De surcroît, les gestes de M. le président de la commission me laissent à penser qu'il ne souhaite pas que les régions paient davantage. (Rires au banc de la commission.) Par conséquent, peut-être faudrait-il réfléchir à votre proposition.
M. Jacques Blanc. Je suis généreux, moi !
M. le président. Je commentais juste les gestes de M. le président de la commission, sans entrer dans le débat ! (M. le président de la commission rit.)
M. Jacques Blanc. Je les ai analysés comme vous !
M. Nicolas About, président de la commission. Il y a des mains qui parlent...
Mme Paulette Guinchard-Kunstler, secrétaire d'Etat. Je demande la parole.
M. le président. La parole est à Mme le secrétaire d'Etat.
Mme Paulette Guinchard-Kunstler, secrétaire d'Etat. Il faut rappeler que la région est le niveau pertinent pour la planification et que les CRP sont financés par l'assurance maladie.
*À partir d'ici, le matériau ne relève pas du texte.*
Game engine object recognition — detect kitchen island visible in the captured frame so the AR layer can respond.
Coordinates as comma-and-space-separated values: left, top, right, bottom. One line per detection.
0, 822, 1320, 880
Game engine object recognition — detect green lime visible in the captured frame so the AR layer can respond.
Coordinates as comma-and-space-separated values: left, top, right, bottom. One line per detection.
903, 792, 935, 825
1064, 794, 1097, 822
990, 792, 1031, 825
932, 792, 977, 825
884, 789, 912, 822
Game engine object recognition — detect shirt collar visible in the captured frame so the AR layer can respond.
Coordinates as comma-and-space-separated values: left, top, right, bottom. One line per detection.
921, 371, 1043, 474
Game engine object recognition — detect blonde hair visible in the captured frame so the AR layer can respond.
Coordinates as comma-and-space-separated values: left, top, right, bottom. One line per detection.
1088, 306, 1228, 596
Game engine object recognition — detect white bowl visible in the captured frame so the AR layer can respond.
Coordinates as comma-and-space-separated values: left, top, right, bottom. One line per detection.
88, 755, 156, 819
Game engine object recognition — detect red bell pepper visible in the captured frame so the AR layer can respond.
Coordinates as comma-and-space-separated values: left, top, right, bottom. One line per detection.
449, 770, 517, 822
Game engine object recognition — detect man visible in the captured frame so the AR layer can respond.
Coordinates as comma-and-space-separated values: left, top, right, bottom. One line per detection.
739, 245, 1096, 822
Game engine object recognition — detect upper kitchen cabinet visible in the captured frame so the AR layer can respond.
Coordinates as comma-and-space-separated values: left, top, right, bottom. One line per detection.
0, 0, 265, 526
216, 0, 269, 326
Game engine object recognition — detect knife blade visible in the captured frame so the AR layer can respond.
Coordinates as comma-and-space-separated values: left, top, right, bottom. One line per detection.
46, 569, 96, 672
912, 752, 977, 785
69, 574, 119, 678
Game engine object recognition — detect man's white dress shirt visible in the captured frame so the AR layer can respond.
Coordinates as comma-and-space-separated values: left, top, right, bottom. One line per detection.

Il ne faudrait pas que les régions décident de l'engagement de l'assurance maladie, monsieur Blanc.
M. Jacques Blanc. L'Etat, ce n'est pas l'assurance maladie !
M. le président. Mon cher collègue, si vous souhaitez intervenir, demandez-moi la parole !
M. Jean-Louis Lorrain. Je demande la parole pour explication de vote.
M. le président. La parole est à M. Jean-Louis Lorrain.
M. Jean-Louis Lorrain. Nous sommes là non dans la réalité, mais dans un monde virtuel ! Si je suis favorable à une vue globale et au fait que les régions s'intéressent de plus en plus à la formation professionnelle, je considère que les centres de rééducation professionnelle dispensent également des soins.
Ces établissements ont d'ailleurs souvent une forte spécificité. Ainsi, quelques établissements nationaux répondent à des problèmes types. Si j'adhère intellectuellement à la régionalisation, j'aimerais néanmoins, madame la secrétaire d'Etat, vous faire part de mon expérience de la recherche d'un établissement d'accueil pour adolescents en grande difficulté souffrant, par exemple, d'anorexie. Dans le Grand Est - Franche-Comté, Ardennes, Lorraine, Alsace - mes recherches sont restées vaines. J'ai fini par découvrir un tel établissement dans la région Rhône-Alpes, à Grenoble, établissement dont les responsables m'ont déclaré qu'il leur fallait d'abord répondre aux besoins régionaux avant de pouvoir éventuellement, si des places étaient encore disponibles, satisfaire ma demande. Finalement, il fut impossible d'obtenir une place dans la région Rhône-Alpes pour des patients du Grand Est, région qui avait été incapable de mettre en place les institutions adéquates !
Je ne suis pas d'âme centralisatrice, mais veillons à pouvoir répondre aux demandes spécifiques soulevées par des handicaps souvent très particuliers. Ainsi, je pense notamment aux centres de balnéothérapie et d'orthopédie situés en bord de mer. Cette question doit donc être examinée très attentivement. Si la région veut s'attaquer au problème de la prise en compte de la maladie, je n'y vois aucun inconvénient, mais il faudra alors engager un grand débat sur la régionalisation de la santé.
En l'état, je suis quelque peu inquiet, et je préfère que des réponses soient apportées à des problèmes tout à fait spécifiques des handicapés. M. Nicolas About, président de la commission. Je demande la parole.
M. le président. La parole est à M. le président de la commission.
M. Nicolas About, président de la commission. Je demande un vote par scrutin public sur cet amendement.
M. le président. Je mets aux voix l'amendement n° 34, accepté par le Gouvernement.
Je suis saisi d'une demande de scrutin public émanant de la commission.
Il va être procédé au scrutin dans les conditions réglementaires.

(Le scrutin a lieu.)
M. le président. Personne ne demande plus à voter ?...
Le scrutin est clos.

(Il est protégé au comptage des votes.)

M. le président.Voici le résultat du dépouillement du scrutin n° 13:

Nombre de votants 313
Nombre de suffrages exprimés 313
Majorité absolue des suffrages 157
Pour l'adoption 284
Contre 29

En conséquence, les amendements identiques n°s 124 et 154 n'ont plus d'objet.
Je mets aux voix l'article 13, modifié.